Please keep us updated of you know anything

Sent from Petguide.com Free App


----------



## CelticGlory (Jan 19, 2006)

I wonder if these were puppies that couldn't be sold? People would do crazy things to get rid of unwanted puppies. I hope the scum rots!


----------



## Wetdog (May 23, 2001)

There is evil in the world. No matter how much we rant and rale, no matter how much we swear vengeance and seek revenge---any of us, or even all of us can not undo the suffering of even one puppy.

Like everyone else, I think this is a horrible thing for someone to have done, and wish for justice. But there is no justice----and there probably never will be. The person or persons who have done the injustice are wrapped in the dark cloak of anonymity----their tracks covered by the snow of obscurity. Occasionally, the dark veil of secrecy may be lifted a little, and those responsible discovered. But mostly, it is not. And the evil goes on its way, gaining strength with every step. Feeding off of our helplessness and lack of any real way to fight it or stop it.
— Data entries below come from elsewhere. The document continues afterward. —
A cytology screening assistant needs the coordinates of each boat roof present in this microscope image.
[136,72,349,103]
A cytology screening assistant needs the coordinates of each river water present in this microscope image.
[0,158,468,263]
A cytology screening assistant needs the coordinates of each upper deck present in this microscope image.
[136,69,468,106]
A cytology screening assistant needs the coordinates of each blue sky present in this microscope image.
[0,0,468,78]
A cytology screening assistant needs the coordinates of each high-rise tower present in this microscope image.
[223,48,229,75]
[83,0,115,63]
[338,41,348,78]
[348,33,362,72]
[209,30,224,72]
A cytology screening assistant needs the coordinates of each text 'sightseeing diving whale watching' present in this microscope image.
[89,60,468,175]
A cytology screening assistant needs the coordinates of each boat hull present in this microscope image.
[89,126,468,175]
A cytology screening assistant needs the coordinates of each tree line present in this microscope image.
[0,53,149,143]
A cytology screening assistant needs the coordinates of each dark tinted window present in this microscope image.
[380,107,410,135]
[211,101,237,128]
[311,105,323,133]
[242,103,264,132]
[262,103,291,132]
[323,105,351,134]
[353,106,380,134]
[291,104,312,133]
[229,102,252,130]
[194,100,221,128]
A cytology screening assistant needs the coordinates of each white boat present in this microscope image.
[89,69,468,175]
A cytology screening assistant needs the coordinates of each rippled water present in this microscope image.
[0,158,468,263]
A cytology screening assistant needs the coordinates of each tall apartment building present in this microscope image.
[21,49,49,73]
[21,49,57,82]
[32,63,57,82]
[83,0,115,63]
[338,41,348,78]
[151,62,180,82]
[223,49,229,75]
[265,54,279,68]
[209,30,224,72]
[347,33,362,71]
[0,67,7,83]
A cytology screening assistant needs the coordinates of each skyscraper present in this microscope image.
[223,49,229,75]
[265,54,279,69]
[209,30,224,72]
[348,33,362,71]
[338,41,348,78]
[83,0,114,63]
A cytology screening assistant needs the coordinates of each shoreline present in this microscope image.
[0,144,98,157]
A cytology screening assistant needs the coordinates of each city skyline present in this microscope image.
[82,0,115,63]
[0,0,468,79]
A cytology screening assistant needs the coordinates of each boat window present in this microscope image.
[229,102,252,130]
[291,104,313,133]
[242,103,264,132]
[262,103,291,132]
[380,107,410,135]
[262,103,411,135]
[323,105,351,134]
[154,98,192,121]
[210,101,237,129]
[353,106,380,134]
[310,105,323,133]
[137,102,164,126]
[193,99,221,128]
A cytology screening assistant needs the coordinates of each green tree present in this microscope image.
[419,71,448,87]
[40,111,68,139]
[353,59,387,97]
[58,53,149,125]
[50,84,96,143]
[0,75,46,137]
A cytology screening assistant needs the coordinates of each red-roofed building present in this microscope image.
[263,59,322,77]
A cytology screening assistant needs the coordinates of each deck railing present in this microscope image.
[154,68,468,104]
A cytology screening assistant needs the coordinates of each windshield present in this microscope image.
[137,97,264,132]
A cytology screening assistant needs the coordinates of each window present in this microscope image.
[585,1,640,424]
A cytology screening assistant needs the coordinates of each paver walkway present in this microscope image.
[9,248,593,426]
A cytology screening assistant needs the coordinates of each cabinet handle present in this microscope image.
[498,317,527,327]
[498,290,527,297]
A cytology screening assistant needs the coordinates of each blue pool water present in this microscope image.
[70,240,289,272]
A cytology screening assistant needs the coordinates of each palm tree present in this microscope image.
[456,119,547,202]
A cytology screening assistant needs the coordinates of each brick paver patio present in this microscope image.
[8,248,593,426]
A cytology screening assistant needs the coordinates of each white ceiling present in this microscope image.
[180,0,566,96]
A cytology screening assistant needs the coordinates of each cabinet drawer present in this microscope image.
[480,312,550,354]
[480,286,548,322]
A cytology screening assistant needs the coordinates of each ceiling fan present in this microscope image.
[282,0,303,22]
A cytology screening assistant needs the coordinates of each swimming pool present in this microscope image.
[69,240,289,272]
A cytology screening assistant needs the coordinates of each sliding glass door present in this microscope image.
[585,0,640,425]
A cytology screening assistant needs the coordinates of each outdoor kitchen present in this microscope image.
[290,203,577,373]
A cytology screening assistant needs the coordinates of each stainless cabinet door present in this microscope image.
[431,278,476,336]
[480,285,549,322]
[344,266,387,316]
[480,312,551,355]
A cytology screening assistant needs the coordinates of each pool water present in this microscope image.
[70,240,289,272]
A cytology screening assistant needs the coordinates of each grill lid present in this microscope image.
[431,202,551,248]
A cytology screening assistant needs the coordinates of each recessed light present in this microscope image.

We are doomed and helpless in a struggle to fight evil. Evil can't be destroyed, it can't be weakened, stopped or even slowed down. The more we try to fight it, the stronger it becomes. We are powerless.

Or are we? I know of only one way to stop evil. And that is, to build the opposite of evil and hate. Evil and hate can not survive where there is love and goodwill. 

It is easy to hate and seek revenge. It is hard to give up hate and revenge and seek love and goodness instead. It goes against everything our minds tell us. It seems completely opposite of what we feel we should be doing.

Maybe what we need to do is react by doing the complete opposite of what we feel like doing, but know seeking the revenge we feel we want will do nothing whatever to help or even undo the tiniest part of what has already been done.

Maybe instead of hate, we should show love. Maybe instead of revenge, we should look for justice. Maybe instead of revenge, we should seek to love and help those that we still can help----those who have not suffered like this yet.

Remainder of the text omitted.